Efficient Reinforcement Learning On Passive RRAM Crossbar Array

Arjun Tyagi,Shubham Sahay
2024-07-11
Abstract:The unprecedented growth in the field of machine learning has led to the development of deep neuromorphic networks trained on labelled dataset with capability to mimic or even exceed human capabilities. However, for applications involving continuous decision making in unknown environments, such as rovers for space exploration, robots, unmanned aerial vehicles, etc., explicit supervision and generation of labelled data set is extremely difficult and expensive.
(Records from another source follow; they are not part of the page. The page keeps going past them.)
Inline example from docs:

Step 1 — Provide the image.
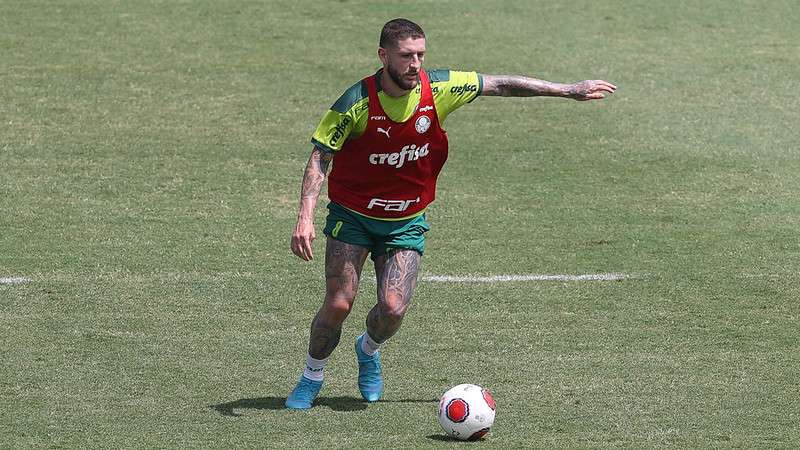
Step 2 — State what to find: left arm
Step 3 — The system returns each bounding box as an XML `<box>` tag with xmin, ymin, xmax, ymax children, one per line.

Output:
<box><xmin>481</xmin><ymin>75</ymin><xmax>617</xmax><ymax>101</ymax></box>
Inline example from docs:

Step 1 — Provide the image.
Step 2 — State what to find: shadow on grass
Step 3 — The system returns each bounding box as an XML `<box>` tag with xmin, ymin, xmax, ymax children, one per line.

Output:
<box><xmin>211</xmin><ymin>396</ymin><xmax>438</xmax><ymax>417</ymax></box>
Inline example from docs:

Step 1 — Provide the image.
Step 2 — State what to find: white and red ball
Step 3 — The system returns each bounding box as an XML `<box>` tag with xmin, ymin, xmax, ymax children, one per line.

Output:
<box><xmin>439</xmin><ymin>384</ymin><xmax>495</xmax><ymax>441</ymax></box>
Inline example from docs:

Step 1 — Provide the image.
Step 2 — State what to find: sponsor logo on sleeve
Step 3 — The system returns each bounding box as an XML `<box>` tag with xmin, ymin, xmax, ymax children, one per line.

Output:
<box><xmin>328</xmin><ymin>116</ymin><xmax>352</xmax><ymax>147</ymax></box>
<box><xmin>450</xmin><ymin>83</ymin><xmax>478</xmax><ymax>95</ymax></box>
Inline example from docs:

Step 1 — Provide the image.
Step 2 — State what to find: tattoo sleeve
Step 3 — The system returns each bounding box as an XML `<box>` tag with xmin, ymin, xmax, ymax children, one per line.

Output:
<box><xmin>482</xmin><ymin>75</ymin><xmax>571</xmax><ymax>97</ymax></box>
<box><xmin>300</xmin><ymin>147</ymin><xmax>333</xmax><ymax>217</ymax></box>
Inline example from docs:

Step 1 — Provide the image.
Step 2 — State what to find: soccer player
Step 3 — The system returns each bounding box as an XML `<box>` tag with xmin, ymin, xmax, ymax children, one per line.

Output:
<box><xmin>286</xmin><ymin>19</ymin><xmax>616</xmax><ymax>409</ymax></box>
Reinforcement learning (RL) allows the agents to take decisions without any (human/external) supervision or training on labelled dataset. However, the conventional implementations of RL on advanced digital CPUs/GPUs incur a significantly large power dissipation owing to their inherent von-Neumann architecture. Although crossbar arrays of emerging non-volatile memories such as resistive (R)RAMs with their innate capability to perform energy-efficient in situ multiply-accumulate operation appear promising for Q-learning-based RL implementations, their limited endurance restricts their application in practical RL systems with overwhelming weight updates. To address this issue and realize the true potential of RRAM-based RL implementations, in this work, for the first time, we perform an algorithm-hardware co-design and propose a novel implementation of Monte Carlo (MC) RL algorithm on passive RRAM crossbar array. We analyse the performance of the proposed MC RL implementation on the classical cart-pole problem and demonstrate that it not only outperforms the prior digital and active 1-Transistor-1-RRAM (1T1R)-based implementations by more than five orders of magnitude in terms of area but is also robust against the spatial and temporal variations and endurance failure of RRAMs.
Emerging Technologies
What problem does this paper attempt to address?
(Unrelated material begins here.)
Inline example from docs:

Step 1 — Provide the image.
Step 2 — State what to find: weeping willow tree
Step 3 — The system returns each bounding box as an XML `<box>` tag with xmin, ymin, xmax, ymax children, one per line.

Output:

The paper aims to address the following issues: 1. **Reducing energy consumption in Reinforcement Learning (RL) hardware implementations**: Traditional RL algorithms, when implemented on advanced digital CPUs/GPUs, consume a significant amount of energy due to the von Neumann architecture. The paper proposes a Monte Carlo (MC) RL algorithm implementation method based on passive RRAM crossbar arrays to reduce energy consumption. 2. **Improving the hardware friendliness of RL algorithms**: Most previous hardware implementations have focused on neural network-based RL algorithms (such as Deep-Q Learning), which require frequent weight updates, leading to durability issues for storage devices. In contrast, MC learning updates weights only at the end of each "episode," significantly reducing the number of weight updates and thus alleviating the durability burden on storage devices. 3. **Exploring the potential of passive RRAM crossbar arrays**: Compared to active 1T-1R crossbar arrays, passive RRAM crossbar arrays have a smaller area overhead but face issues such as sneak path currents. This paper demonstrates the potential of passive RRAM crossbar arrays in implementing RL algorithms by optimizing the stack design and proving their superior performance in the classic Cart-Pole problem. 4. **Achieving efficient and robust RL systems**: Through algorithm-hardware co-design, the paper proposes a new MC RL algorithm hardware implementation scheme that not only reduces the area by five orders of magnitude compared to previous implementations but also shows strong robustness to spatial and temporal variations and endurance failures of RRAM devices.